Он поливает кремом свои оладьи, сверху кладет клубнику, посыпает сахаром и принимается уплетать за обе щеки.
Сажусь напротив с чашкой кофе в руке, и только тогда Лорен открывает рот.
— Все, что случилось с нами… из-за тебя. — Глаза ее сверкают, я не выдерживаю и щурюсь. — Мы так боялись, так переживали, а оказывается, во всем виновата ты.
Не припомню, чтобы когда-нибудь она смотрела на меня с ненавистью. Но, слава богу, сейчас хотя бы смотрит. Все же лучше, чем вчера. Какой-то прогресс.
— Знаю. И поверь…
— Ты все врешь. Говоришь, что Эмили лгунья, а сама? — Она хватает мою сумочку и вытаскивает из нее рекламную брошюру Сандерсоновской академии. — Ты говорила, что это для какого-то твоего пациента. Ведь это не так?
— Так. Мне нужно было кое-что проверить, и я туда ездила.
— А мне что сказала?
— Родители не всегда говорят детям все как есть, порой это неуместно.
— И вместо этого ты, значит, врешь?
— Не всегда. Я…
— Все думают, что ты замечательная женщина, — перебивает она. — Мои подруги считают тебя самой лучшей матерью на свете. Вся такая отзывчивая. Занимаешься благотворительностью. Получила эту чертову награду. — Отодвигает тарелку и встает. — Я тоже думала, что ты замечательный человек. Но я ошибалась. — Она хватает свой портфель. — Ничего удивительного, что папа тебя бросил.
— Лорен! — вступает Робби, переводя взгляд то на нее, то на меня. — Может, хватит уже?
Но Лорен его не слушает. Она выбегает из дома как раз в тот момент, когда подъезжает и сигналит Лейла. Робби быстро глотает оладьи, я несу его портфель к машине. Сегодня очередь Лейлы отвозить детей в школу, и на заднем сиденье ее вместительной семиместной машины сидят все четверо ее детишек. Она смотрит на меня с робкой надеждой. С того дня, как я узнала, что она обманула меня насчет ребенка Сэнди, мы с ней не разговаривали, но теперь это неважно.

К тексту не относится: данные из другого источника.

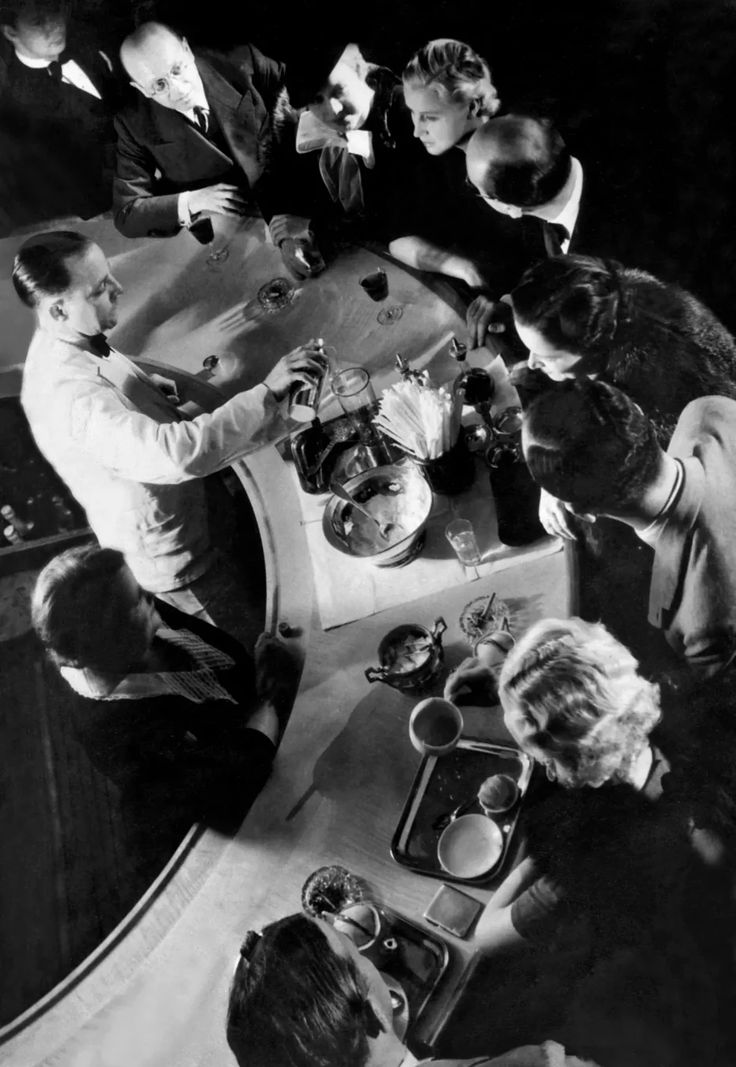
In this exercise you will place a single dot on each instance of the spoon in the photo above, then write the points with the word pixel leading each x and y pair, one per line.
pixel 450 816
pixel 383 528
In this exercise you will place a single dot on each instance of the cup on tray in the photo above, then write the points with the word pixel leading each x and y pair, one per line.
pixel 493 648
pixel 462 537
pixel 435 726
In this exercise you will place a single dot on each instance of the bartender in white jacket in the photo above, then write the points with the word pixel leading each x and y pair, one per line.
pixel 114 435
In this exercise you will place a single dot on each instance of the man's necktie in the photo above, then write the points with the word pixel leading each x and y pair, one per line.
pixel 554 234
pixel 98 345
pixel 202 118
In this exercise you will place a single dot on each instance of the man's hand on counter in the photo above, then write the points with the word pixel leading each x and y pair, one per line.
pixel 304 364
pixel 169 387
pixel 476 678
pixel 486 316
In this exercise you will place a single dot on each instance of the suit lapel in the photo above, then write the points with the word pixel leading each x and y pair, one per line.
pixel 176 130
pixel 241 116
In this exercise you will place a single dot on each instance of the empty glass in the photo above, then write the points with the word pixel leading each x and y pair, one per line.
pixel 462 537
pixel 354 391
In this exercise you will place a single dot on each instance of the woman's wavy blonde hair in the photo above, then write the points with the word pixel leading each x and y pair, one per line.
pixel 580 700
pixel 456 72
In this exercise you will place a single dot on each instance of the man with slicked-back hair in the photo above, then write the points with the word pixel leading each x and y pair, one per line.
pixel 116 435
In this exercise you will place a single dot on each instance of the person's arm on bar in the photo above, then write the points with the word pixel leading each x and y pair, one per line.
pixel 421 254
pixel 138 447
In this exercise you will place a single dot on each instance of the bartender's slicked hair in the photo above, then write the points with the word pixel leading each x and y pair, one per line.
pixel 590 445
pixel 527 160
pixel 41 267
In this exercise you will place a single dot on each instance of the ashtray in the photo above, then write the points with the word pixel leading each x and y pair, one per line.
pixel 482 616
pixel 410 656
pixel 330 889
pixel 276 293
pixel 470 846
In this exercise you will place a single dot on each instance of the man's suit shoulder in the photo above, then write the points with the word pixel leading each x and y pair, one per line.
pixel 245 66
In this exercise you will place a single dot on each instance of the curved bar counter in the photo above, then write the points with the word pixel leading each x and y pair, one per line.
pixel 155 992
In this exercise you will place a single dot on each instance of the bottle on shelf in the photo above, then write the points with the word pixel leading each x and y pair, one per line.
pixel 11 535
pixel 14 521
pixel 474 385
pixel 63 514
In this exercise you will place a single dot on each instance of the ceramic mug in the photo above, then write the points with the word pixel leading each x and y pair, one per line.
pixel 435 727
pixel 492 649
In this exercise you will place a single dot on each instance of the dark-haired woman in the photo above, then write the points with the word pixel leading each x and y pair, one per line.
pixel 303 996
pixel 622 908
pixel 586 317
pixel 175 713
pixel 445 227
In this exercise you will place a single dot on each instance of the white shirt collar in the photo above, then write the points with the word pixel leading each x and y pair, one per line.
pixel 72 73
pixel 652 532
pixel 568 217
pixel 313 136
pixel 33 63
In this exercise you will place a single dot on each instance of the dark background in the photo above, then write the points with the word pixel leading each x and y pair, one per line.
pixel 642 89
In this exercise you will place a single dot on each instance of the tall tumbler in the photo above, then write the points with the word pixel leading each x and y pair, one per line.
pixel 354 392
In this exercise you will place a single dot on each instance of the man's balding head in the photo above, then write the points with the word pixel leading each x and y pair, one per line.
pixel 517 161
pixel 160 65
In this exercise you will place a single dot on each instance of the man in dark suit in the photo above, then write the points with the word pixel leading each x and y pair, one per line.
pixel 590 446
pixel 205 137
pixel 57 100
pixel 523 169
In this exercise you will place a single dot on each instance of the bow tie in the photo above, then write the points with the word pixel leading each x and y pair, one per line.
pixel 555 234
pixel 313 136
pixel 98 346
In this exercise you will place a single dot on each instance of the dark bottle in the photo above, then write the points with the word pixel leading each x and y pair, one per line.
pixel 475 383
pixel 515 494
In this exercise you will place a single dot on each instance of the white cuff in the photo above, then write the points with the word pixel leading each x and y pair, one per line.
pixel 284 226
pixel 182 209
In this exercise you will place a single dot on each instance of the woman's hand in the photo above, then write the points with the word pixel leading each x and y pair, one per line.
pixel 485 316
pixel 472 674
pixel 304 364
pixel 555 516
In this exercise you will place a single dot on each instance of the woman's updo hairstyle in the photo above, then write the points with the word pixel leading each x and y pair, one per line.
pixel 577 698
pixel 456 73
pixel 576 302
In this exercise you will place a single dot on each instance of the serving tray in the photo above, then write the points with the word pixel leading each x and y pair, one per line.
pixel 441 784
pixel 417 964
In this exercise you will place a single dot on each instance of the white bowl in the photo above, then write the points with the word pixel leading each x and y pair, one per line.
pixel 469 846
pixel 395 494
pixel 435 726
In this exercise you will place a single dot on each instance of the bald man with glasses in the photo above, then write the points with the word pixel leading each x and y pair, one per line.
pixel 206 136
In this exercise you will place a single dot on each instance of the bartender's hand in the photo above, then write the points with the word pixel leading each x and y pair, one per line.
pixel 485 316
pixel 302 257
pixel 305 364
pixel 168 386
pixel 222 198
pixel 472 675
pixel 555 516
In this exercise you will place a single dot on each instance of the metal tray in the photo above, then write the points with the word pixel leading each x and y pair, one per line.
pixel 444 782
pixel 418 962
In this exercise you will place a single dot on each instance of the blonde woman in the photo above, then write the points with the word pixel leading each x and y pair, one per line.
pixel 612 891
pixel 449 92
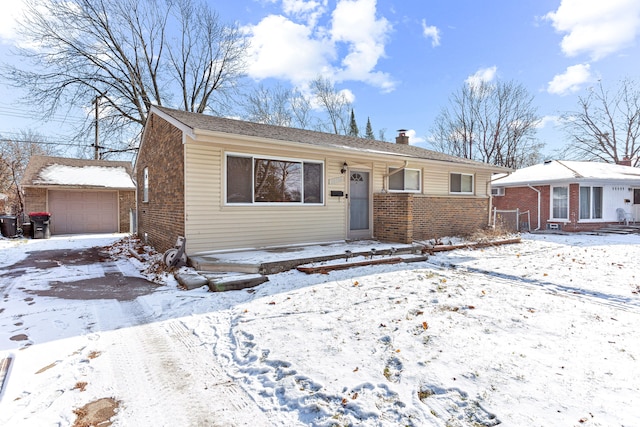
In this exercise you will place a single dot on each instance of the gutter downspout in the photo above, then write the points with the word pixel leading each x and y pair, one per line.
pixel 539 203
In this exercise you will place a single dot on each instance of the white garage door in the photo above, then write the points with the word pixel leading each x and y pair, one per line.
pixel 74 212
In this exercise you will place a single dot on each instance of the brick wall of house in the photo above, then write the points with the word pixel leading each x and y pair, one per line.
pixel 161 219
pixel 127 203
pixel 404 218
pixel 448 216
pixel 393 217
pixel 526 199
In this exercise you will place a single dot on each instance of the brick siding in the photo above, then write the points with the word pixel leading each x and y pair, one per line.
pixel 161 219
pixel 405 218
pixel 524 198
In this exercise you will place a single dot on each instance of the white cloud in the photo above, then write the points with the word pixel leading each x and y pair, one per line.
pixel 431 32
pixel 283 49
pixel 297 48
pixel 483 75
pixel 309 11
pixel 571 80
pixel 354 23
pixel 413 139
pixel 548 120
pixel 11 12
pixel 595 27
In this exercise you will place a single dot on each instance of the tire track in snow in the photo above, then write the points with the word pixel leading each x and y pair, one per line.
pixel 166 374
pixel 628 304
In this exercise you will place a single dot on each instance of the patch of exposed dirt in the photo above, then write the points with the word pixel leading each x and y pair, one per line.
pixel 97 413
pixel 111 286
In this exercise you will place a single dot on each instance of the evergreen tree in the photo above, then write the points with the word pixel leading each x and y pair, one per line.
pixel 353 127
pixel 369 130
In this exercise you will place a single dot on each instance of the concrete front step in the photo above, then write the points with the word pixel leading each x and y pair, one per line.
pixel 219 282
pixel 286 261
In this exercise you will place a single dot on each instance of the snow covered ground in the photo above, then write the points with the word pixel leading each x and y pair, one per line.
pixel 541 333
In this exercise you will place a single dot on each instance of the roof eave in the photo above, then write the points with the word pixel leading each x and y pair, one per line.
pixel 339 149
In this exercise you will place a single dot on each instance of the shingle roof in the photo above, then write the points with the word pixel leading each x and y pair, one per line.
pixel 203 122
pixel 567 170
pixel 63 171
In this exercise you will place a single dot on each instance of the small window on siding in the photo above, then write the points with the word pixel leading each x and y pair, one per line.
pixel 461 183
pixel 239 181
pixel 145 185
pixel 405 180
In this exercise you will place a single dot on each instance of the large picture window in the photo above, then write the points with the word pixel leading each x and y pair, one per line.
pixel 590 202
pixel 461 183
pixel 404 180
pixel 257 180
pixel 560 203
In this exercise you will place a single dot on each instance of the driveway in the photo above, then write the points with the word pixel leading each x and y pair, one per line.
pixel 82 332
pixel 85 283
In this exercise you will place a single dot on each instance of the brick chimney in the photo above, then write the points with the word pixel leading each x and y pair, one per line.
pixel 402 137
pixel 626 161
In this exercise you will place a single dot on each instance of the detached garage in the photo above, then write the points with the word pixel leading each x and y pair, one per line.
pixel 83 196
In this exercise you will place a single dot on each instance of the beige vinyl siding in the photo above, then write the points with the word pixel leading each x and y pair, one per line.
pixel 211 225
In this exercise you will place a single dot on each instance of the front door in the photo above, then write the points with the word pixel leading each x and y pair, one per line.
pixel 635 206
pixel 359 205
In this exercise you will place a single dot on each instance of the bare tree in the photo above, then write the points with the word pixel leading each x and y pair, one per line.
pixel 123 52
pixel 14 157
pixel 606 127
pixel 334 103
pixel 269 106
pixel 493 123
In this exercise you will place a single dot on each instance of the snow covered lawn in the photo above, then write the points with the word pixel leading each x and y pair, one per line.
pixel 541 333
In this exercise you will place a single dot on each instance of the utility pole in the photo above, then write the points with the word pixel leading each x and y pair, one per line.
pixel 96 141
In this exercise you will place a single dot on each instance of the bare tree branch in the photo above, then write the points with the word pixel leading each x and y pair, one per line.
pixel 606 126
pixel 124 51
pixel 493 123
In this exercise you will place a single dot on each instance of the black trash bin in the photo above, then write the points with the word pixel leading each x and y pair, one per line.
pixel 9 225
pixel 40 224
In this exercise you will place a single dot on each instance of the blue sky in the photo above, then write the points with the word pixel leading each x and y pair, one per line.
pixel 400 60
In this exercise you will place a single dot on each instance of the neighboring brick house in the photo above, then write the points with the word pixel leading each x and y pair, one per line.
pixel 228 184
pixel 82 196
pixel 570 195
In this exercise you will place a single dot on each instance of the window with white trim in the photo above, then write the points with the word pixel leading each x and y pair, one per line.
pixel 407 180
pixel 591 202
pixel 560 203
pixel 262 180
pixel 145 185
pixel 461 183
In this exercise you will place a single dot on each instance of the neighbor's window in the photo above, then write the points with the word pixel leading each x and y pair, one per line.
pixel 404 180
pixel 560 203
pixel 590 202
pixel 461 183
pixel 268 180
pixel 145 185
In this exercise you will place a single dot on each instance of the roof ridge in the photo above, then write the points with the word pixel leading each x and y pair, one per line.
pixel 575 172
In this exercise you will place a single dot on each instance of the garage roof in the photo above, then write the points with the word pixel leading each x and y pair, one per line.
pixel 62 171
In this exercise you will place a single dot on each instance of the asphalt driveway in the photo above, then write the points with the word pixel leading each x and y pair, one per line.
pixel 93 274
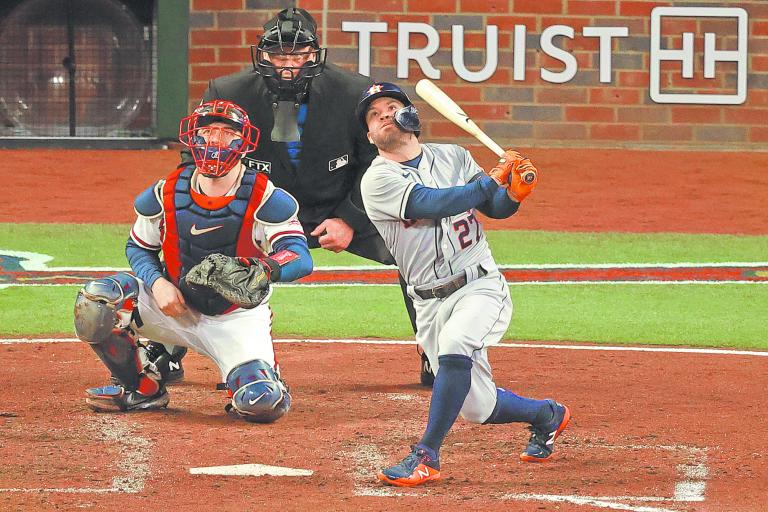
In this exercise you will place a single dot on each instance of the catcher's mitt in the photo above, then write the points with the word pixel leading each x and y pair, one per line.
pixel 241 281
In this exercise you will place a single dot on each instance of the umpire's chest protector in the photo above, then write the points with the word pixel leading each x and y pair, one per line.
pixel 197 225
pixel 331 158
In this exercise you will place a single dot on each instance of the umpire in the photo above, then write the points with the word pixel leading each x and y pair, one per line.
pixel 311 143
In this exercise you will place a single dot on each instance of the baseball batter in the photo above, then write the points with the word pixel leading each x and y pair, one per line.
pixel 423 199
pixel 225 232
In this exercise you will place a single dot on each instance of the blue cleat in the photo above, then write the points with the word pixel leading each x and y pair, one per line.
pixel 416 469
pixel 542 441
pixel 117 398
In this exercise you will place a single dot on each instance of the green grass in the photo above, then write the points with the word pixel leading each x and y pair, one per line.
pixel 104 244
pixel 726 315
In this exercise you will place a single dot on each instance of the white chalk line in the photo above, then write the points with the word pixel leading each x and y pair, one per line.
pixel 690 488
pixel 607 348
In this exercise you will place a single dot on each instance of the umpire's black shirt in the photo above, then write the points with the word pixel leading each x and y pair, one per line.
pixel 335 150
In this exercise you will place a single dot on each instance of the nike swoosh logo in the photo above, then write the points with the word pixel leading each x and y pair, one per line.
pixel 196 231
pixel 253 401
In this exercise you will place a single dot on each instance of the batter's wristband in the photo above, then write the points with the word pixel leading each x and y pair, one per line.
pixel 271 267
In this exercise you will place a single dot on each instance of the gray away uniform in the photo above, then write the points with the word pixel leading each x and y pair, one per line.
pixel 430 253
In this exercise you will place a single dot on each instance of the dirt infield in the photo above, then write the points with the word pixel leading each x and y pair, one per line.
pixel 652 432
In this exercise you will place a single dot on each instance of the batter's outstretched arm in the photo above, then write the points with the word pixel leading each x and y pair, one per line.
pixel 500 206
pixel 437 203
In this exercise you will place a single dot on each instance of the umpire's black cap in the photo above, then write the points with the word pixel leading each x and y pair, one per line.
pixel 290 28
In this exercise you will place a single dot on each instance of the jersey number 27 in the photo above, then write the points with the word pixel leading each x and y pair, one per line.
pixel 464 227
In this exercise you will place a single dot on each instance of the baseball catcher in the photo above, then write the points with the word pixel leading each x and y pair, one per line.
pixel 225 233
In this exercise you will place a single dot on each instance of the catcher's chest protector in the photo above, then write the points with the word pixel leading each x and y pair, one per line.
pixel 196 226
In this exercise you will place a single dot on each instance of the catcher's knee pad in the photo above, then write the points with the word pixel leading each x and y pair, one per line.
pixel 103 305
pixel 103 311
pixel 258 394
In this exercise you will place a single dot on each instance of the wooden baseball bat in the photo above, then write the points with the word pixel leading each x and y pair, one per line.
pixel 443 103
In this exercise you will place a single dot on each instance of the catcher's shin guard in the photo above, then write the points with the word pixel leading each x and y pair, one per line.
pixel 258 393
pixel 103 312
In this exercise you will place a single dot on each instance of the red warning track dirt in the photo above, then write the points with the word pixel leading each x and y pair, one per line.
pixel 680 432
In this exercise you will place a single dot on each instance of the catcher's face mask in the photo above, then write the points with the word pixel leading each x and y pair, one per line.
pixel 219 134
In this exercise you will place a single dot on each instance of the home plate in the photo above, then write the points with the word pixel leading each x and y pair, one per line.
pixel 250 470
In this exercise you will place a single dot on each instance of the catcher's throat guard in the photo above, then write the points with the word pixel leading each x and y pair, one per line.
pixel 218 134
pixel 258 393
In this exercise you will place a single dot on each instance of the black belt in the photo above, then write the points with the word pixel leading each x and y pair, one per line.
pixel 446 289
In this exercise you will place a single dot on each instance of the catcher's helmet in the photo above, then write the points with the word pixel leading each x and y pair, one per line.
pixel 216 156
pixel 407 118
pixel 292 31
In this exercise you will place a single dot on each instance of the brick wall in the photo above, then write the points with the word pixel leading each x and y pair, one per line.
pixel 531 112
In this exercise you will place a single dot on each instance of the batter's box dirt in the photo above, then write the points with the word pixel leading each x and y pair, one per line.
pixel 648 435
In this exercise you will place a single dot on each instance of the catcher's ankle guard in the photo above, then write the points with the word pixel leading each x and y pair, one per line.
pixel 258 394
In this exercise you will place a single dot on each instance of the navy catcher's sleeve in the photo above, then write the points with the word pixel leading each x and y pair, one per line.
pixel 299 267
pixel 437 203
pixel 145 264
pixel 147 203
pixel 279 208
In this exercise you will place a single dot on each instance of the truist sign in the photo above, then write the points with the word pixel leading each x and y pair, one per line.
pixel 684 57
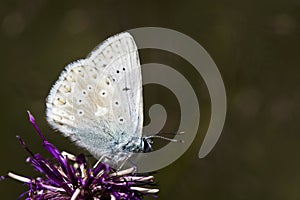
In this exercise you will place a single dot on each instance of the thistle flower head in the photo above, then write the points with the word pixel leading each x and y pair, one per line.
pixel 70 177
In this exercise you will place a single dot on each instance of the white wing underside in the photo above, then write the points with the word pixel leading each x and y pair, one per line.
pixel 97 101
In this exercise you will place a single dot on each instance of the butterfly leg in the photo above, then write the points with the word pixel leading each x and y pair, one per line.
pixel 99 161
pixel 123 163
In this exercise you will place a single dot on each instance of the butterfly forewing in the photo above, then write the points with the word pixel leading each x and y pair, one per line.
pixel 97 102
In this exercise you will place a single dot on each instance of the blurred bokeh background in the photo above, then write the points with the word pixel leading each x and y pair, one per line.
pixel 255 45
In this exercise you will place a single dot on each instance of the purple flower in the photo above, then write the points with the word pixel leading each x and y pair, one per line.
pixel 70 177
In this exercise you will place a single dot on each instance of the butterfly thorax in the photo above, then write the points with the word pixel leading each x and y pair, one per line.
pixel 138 144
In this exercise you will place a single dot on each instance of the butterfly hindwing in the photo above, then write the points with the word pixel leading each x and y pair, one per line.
pixel 97 101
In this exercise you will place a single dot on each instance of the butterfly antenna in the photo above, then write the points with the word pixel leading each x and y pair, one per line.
pixel 173 133
pixel 165 138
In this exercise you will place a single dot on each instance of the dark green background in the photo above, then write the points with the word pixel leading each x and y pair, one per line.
pixel 255 45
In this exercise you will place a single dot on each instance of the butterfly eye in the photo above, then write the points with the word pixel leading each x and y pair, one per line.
pixel 84 92
pixel 72 118
pixel 80 112
pixel 121 120
pixel 117 104
pixel 90 88
pixel 103 93
pixel 79 101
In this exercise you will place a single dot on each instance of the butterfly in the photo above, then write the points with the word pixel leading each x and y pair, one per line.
pixel 97 101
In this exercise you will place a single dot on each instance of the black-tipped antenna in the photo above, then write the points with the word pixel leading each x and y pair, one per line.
pixel 165 138
pixel 172 133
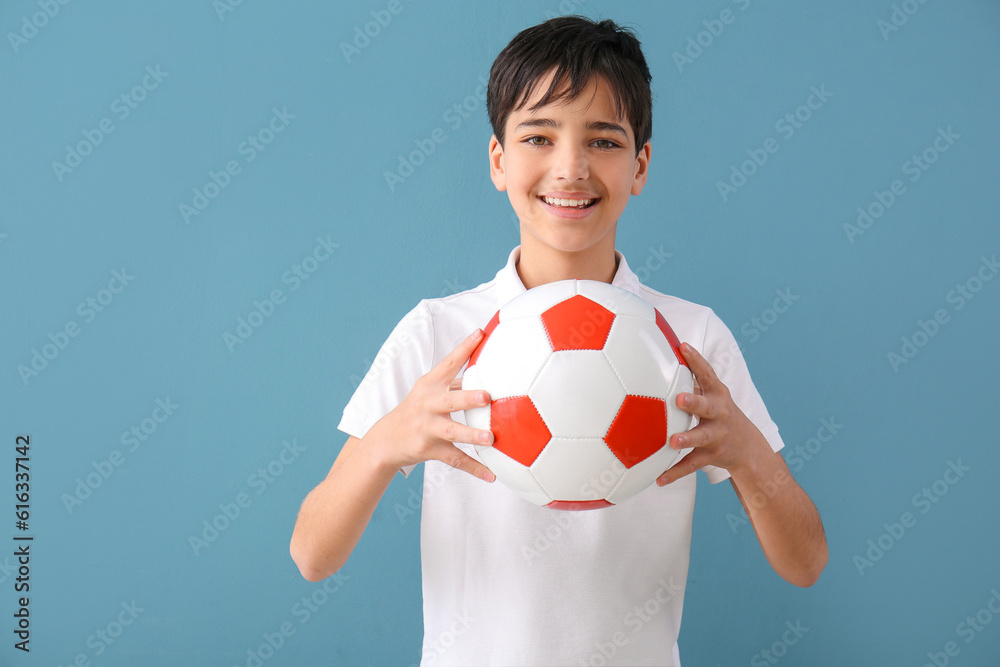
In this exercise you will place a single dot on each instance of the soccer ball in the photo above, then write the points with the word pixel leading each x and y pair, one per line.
pixel 583 377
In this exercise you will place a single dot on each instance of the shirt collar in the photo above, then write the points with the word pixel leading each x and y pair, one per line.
pixel 509 284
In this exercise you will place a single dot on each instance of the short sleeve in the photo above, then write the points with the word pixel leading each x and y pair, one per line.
pixel 723 353
pixel 405 356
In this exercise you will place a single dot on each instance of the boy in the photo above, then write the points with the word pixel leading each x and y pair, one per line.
pixel 570 105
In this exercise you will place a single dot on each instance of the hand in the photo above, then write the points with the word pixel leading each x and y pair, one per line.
pixel 724 436
pixel 420 428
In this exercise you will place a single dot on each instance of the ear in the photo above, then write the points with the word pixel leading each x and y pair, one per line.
pixel 641 168
pixel 496 164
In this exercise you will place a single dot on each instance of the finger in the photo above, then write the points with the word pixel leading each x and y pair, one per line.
pixel 454 400
pixel 687 465
pixel 699 436
pixel 459 460
pixel 703 371
pixel 696 404
pixel 448 368
pixel 452 431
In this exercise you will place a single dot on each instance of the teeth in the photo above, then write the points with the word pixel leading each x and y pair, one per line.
pixel 568 203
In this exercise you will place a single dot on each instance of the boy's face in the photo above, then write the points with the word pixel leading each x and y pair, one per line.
pixel 578 150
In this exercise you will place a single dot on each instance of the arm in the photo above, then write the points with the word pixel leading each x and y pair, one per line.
pixel 785 520
pixel 336 513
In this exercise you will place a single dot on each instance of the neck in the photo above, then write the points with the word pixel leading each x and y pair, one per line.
pixel 540 264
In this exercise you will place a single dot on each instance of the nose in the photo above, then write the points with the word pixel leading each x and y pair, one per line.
pixel 570 162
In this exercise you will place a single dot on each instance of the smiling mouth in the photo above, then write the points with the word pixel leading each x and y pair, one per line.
pixel 569 203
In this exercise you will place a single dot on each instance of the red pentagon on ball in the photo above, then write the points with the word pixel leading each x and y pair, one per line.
pixel 518 429
pixel 639 429
pixel 577 324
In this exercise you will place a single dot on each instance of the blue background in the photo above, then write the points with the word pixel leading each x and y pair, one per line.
pixel 445 228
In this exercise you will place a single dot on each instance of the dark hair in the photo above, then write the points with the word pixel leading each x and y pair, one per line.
pixel 580 49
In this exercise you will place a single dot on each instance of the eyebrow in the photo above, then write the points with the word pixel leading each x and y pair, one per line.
pixel 593 125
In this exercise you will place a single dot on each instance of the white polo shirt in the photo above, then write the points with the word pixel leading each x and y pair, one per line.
pixel 506 582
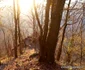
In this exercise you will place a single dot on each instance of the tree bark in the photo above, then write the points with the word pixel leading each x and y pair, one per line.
pixel 47 54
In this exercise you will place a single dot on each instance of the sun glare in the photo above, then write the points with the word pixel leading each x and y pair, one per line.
pixel 26 5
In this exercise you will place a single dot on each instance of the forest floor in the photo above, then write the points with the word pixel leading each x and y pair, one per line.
pixel 28 61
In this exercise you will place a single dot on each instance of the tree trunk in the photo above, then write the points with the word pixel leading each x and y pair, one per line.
pixel 47 53
pixel 63 34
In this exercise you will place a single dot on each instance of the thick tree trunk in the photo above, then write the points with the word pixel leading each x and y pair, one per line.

Я подхожу к опущенному стеклу:
— Мне надо с тобой поговорить. Как подруга с подругой. У тебя будет время?
— Конечно! — Лейла выскакивает из машины, бросается мне на шею. — Арчи сказал, что ты звонила. Я так рада, что ты меня простила. Никогда больше не стану тебя обманывать. Провалиться мне на этом месте! — Она быстро крестится и смотрит на меня преданными собачьими глазами. — С тобой все в порядке? — Берет меня за плечи. — Ты что, плакала?